La sécheresse renverse les prévisions au Swaziland

La vague de sécheresse prolongée et les températures caniculaires qui ont frappé le Swaziland ont renversé les prévisions d’abord optimistes des experts par rapport à la production de maïs, l’aliment de base des Swazis. Ils prédisent maintenant une nouvelle période de pénuries et de distributions de vivres dans ce pays dont les habitants vivent en permanence dans l’insécurité alimentaire.

« Les précipitations ont été dans la normale et au-dessus de la normale au printemps et au début de l’été, et la moitié du pays a reçu des précipitations quotidiennement en décembre 2013. Malheureusement, les précipitations ont été irrégulières dans la région du Lowveld alors que le reste du pays était détrempé, et il a ensuite cessé complètement de pleuvoir. C’est arrivé au moment critique où les plants de maïs produisent leur panicule et où les épis sont supposés sortir », a dit à IRIN Andrew Dlamini, un statisticien du bureau central des statistiques du gouvernement.
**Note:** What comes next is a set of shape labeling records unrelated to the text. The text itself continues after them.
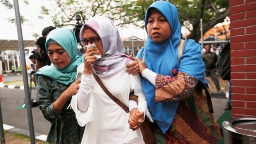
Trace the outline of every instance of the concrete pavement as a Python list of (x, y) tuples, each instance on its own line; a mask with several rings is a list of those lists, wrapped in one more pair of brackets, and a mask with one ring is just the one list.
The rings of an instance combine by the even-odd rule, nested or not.
[[(22, 76), (21, 75), (20, 76), (22, 77)], [(18, 104), (16, 101), (19, 98), (25, 98), (24, 90), (20, 89), (20, 87), (17, 89), (16, 89), (17, 87), (12, 87), (11, 88), (14, 89), (11, 89), (9, 86), (5, 87), (0, 87), (4, 128), (29, 135), (26, 110), (17, 110), (17, 108)], [(9, 89), (7, 88), (8, 87)], [(35, 92), (35, 90), (32, 90), (31, 98), (36, 98)], [(217, 120), (224, 113), (224, 109), (226, 107), (227, 99), (225, 98), (223, 94), (214, 94), (212, 96), (213, 96), (212, 97), (212, 101), (214, 115)], [(32, 107), (32, 112), (35, 135), (37, 137), (37, 139), (45, 141), (50, 123), (44, 119), (38, 107)]]

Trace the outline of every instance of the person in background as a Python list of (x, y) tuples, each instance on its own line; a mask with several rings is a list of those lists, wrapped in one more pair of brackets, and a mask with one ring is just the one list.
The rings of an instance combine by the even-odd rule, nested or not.
[(216, 46), (214, 45), (213, 46), (213, 49), (211, 49), (211, 51), (216, 53), (216, 55), (217, 55), (217, 56), (219, 56), (219, 51), (217, 49), (217, 47)]
[(230, 66), (230, 43), (227, 43), (219, 54), (216, 63), (218, 73), (224, 80), (228, 81), (229, 98), (224, 110), (231, 109), (231, 69)]
[(15, 66), (14, 64), (11, 65), (11, 74), (15, 75)]
[[(33, 52), (34, 56), (37, 59), (35, 65), (35, 71), (36, 72), (41, 68), (47, 65), (50, 66), (51, 64), (50, 60), (46, 54), (45, 45), (46, 40), (46, 37), (51, 31), (55, 29), (56, 29), (55, 27), (52, 26), (45, 27), (42, 31), (43, 37), (38, 38), (36, 42), (36, 44), (39, 46), (39, 48), (37, 50)], [(34, 75), (32, 77), (32, 80), (35, 85), (36, 86), (37, 84)]]
[(217, 92), (220, 91), (220, 86), (219, 80), (215, 74), (216, 72), (216, 64), (218, 60), (218, 56), (215, 53), (210, 51), (210, 45), (207, 44), (204, 46), (205, 53), (203, 54), (202, 57), (204, 62), (206, 71), (205, 73), (207, 77), (211, 78), (216, 88)]
[(46, 141), (80, 144), (85, 127), (79, 126), (74, 111), (68, 107), (79, 88), (76, 69), (84, 58), (77, 55), (75, 34), (67, 29), (53, 30), (45, 46), (52, 64), (40, 69), (35, 76), (39, 108), (51, 124)]
[(187, 40), (178, 62), (181, 25), (177, 9), (171, 3), (153, 3), (144, 21), (147, 41), (134, 58), (155, 122), (157, 143), (217, 143), (220, 133), (208, 104), (200, 46)]

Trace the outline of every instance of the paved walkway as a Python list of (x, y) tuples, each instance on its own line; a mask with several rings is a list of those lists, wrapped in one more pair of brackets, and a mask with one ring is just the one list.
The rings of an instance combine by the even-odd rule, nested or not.
[[(24, 89), (23, 86), (4, 85), (2, 82), (0, 83), (0, 87)], [(33, 87), (33, 89), (35, 89), (35, 87)], [(213, 93), (212, 94), (212, 96), (214, 115), (215, 119), (217, 120), (225, 112), (224, 109), (226, 105), (226, 99), (225, 98), (224, 94)], [(6, 124), (4, 124), (4, 129), (5, 130), (11, 130), (29, 136), (29, 131), (26, 130), (15, 128), (13, 126)], [(35, 133), (35, 136), (36, 139), (43, 141), (45, 141), (47, 137), (47, 135), (42, 135), (37, 133)]]

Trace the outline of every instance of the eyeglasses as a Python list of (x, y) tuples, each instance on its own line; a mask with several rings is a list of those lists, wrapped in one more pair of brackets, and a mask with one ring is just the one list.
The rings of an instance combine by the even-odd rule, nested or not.
[(80, 41), (83, 46), (88, 45), (89, 42), (91, 44), (94, 43), (96, 45), (97, 45), (100, 39), (101, 39), (101, 38), (99, 37), (92, 37), (89, 40), (84, 39), (80, 40)]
« Les régions de Shiselweni, dans le sud, et de Lubombo, dans l’est, sont particulièrement durement touchées. Nous avons [récemment] inspecté ces régions… et nous avons été frappés par l’aspect verdoyant et luxuriant des montagnes. Or ce n’est que de la mauvaise herbe, et pas du genre qui se mange. Les gens grappillent tout ce qu’ils peuvent pour se nourrir et nourrir leurs enfants, car les cultures n’ont pas survécu au manque de précipitations et aux températures élevées », a dit à IRIN Charles Thwala, un spécialiste des cultures basé dans la ville commerciale de Manzini.

La vague de sécheresse survenue en janvier de cette année s’inscrit dans une tendance climatique qui a émergé au cours de la dernière décennie.

Charles Magongo, un consultant auprès du ministère de l’Agriculture, a dit à IRIN : « Certaines parties du pays s’assèchent au milieu de l’été depuis 2006. C’est assez long pour qu’on puisse établir une tendance et envisager la mise en œuvre de plans d’atténuation.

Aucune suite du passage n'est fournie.